JOHN SCHLESINGER
Bil’s rating (out of 5): BBBBB.
USA, 1969. Jerome Hellman Productions. Screenplay by Waldo Salt, based on the novel by James Leo Herlihy. Cinematography by Adam Holender. Produced by Jerome Hellman. Music by John Barry. Production Design by John Robert Lloyd. Costume Design by Ann Roth. Film Editing by Hugh A. Robertson. Academy Awards 1969. Golden Globe Awards 1969. National Board of Review Awards 1969. New York Film Critics Awards 1969.

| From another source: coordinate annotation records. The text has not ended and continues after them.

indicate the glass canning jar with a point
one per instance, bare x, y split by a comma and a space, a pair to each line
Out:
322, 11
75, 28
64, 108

Cowboy Jon Voight leaves a boring small town life behind and heads to New York City where he plans to become a big-time hustler, studding himself out to gorgeous, rich women and living the high life. The jolt of reality he receives instead is some occasionally willing older women and guys giving him blow jobs in movie theatre balconies. Along the way he meets Ratso Rizzo (Dustin Hoffman), a perpetually coughing street urchin who offers him the only bit of friendship he ever gets out of the Big Apple. John Schlesinger’s excellent, Oscar-winning film is painfully realistic, shockingly grungy and extremely entertaining. Despite its sexual content seeming much tamer after thirty years (the film’s X-rating was reduced to an R some years ago by the MPAA), its ability to naturally capture some pretty slimy characters remains pretty cutting edge, especially in the face of today’s much glossier standards for Hollywood filmmaking; it’s more like a film by Paul Morrissey, but with a plot and a purpose (Morrissey, incidentally, appears in a party scene). What’s most impressive, however, is the palpable tenderness that grows between these two characters who need each other so much: the unsentimental look at their relationship amid the horrific difficulties that they face is what really puts this one in a class of its own. The acting is excellent, particularly a brilliant, star-making role by Voight.